Show that the YASRA analyzed in Example 2.2.10 and Example 2.3.12 is linearly convergent and find \(\lambda\text{.}\)
Solution.
Since we used Taylor’s Series to find this algorithm, we will use the Taylor Remainder Theorem (Theorem 1.6.4) to find an error bound.
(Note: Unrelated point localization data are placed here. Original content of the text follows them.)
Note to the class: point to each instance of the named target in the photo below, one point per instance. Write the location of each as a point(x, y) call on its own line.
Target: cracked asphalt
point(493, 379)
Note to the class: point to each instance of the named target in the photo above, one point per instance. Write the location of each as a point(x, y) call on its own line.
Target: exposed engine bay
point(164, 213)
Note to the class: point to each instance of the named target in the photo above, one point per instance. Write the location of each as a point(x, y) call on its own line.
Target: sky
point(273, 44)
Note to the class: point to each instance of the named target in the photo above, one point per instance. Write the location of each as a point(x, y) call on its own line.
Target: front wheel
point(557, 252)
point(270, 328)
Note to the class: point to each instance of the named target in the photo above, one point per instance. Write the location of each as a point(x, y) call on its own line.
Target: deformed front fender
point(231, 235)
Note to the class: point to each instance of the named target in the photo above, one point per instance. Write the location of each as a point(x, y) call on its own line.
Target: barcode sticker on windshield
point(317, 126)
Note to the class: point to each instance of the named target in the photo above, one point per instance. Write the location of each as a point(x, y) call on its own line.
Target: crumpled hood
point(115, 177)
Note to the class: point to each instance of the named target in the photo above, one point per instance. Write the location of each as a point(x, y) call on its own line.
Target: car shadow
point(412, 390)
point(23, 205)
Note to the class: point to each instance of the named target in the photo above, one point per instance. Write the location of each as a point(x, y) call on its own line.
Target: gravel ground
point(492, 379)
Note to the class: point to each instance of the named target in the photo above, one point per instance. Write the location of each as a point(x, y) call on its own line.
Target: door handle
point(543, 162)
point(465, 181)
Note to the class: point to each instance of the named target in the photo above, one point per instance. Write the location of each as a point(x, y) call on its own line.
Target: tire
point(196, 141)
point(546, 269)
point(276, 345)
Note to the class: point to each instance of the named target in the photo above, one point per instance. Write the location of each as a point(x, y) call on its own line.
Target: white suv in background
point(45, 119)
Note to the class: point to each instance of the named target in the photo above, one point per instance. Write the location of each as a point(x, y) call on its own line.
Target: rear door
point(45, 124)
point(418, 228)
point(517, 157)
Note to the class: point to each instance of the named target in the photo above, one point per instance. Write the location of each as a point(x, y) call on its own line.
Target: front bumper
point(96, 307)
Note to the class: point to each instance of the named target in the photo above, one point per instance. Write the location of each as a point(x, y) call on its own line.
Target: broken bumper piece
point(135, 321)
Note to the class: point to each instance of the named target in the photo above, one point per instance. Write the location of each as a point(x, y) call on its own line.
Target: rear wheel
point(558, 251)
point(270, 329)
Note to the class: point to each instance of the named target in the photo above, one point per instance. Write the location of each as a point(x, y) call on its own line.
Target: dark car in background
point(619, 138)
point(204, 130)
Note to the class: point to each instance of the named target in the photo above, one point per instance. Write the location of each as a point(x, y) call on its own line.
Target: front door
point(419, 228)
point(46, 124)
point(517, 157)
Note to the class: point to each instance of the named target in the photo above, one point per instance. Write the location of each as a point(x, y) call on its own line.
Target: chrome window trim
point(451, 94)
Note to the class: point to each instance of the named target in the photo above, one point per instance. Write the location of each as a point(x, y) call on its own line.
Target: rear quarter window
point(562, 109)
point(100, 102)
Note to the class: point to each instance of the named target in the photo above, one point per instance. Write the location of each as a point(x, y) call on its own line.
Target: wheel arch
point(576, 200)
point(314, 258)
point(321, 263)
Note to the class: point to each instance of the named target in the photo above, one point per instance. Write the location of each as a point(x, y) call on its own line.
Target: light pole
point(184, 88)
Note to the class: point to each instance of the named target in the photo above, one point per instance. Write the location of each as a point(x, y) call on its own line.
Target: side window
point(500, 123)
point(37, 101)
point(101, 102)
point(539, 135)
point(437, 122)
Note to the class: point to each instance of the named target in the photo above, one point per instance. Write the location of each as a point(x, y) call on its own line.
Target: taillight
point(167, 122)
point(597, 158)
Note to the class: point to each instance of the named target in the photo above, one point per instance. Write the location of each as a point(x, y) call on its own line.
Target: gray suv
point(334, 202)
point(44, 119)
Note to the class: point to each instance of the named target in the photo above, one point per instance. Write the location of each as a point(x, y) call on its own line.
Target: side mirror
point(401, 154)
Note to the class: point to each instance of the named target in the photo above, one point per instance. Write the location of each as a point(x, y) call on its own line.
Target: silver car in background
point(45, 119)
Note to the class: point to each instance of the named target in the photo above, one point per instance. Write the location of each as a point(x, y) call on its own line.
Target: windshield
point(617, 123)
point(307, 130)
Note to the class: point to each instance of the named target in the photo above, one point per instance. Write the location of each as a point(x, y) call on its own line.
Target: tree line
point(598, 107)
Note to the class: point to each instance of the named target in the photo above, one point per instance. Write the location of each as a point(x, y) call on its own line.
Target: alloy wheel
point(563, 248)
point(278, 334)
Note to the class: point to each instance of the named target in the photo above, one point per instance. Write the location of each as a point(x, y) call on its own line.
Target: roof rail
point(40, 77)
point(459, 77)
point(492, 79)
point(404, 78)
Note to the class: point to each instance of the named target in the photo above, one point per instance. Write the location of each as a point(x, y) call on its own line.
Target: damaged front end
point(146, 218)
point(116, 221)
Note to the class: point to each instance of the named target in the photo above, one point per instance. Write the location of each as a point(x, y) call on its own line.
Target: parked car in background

Let \([a,b]=[64,65]\) and \(c=65\text{,}\) then \(e_{n}=e_{n}(c)=|f(c)-P_{n}(c)|\) be the error of the approximation.
\begin{equation*}
\begin{aligned}e_{n} \amp = |f(c)-P_{n}(c)| \leq \max_{x \in [a,b]}|f^{(n+1)}(x)| \frac{|b-a|}{(n+1)!}\\ \amp = \max_{x \in [64,65]}|(-1)^{n+2}\frac{(2n-1)!!}{2^{n+1}}x^{-(2n+1)/2}| \frac{1}{(n+1)!}\end{aligned}
\end{equation*}
The function is decreasing, so the maximum occurs at the left endpoint, that is when \(x=64\text{.}\) For convenience we will call this \(c\text{.}\)
\begin{equation*}
= \frac{(2n-1)!! 64^{-(2n+1)/2}}{(n+1)! 2^{n+1}}= \frac{(2n-1)!! c^{-(2n+1)/2}}{(n+1)! 2^{n+1}}
\end{equation*}
and now taking the limit,
\begin{equation*}
\begin{aligned}\lim_{n \rightarrow \infty}\frac{e_{n+1}}{e_{n}} \amp = \lim_{n \rightarrow \infty}\frac{\frac{(2n+1)!! c^{-(2n+3)/2}}{2^{n+2}(n+2)!} }{\frac{(2n-1)!! c^{-(2n+1)/2}}{2^{n+1}(n+1)!} }\\ \amp = \lim_{n \rightarrow \infty}\frac{(2n+1)c^{-1}}{2(n+2)}= \frac{1}{c}\end{aligned}
\end{equation*}
So this gives \(\lambda=1/c\) and when we took \(c=64\text{,}\) this gives \(\lambda = 1/64 = 0.015625\text{,}\) close to the value found in Example 2.3.12.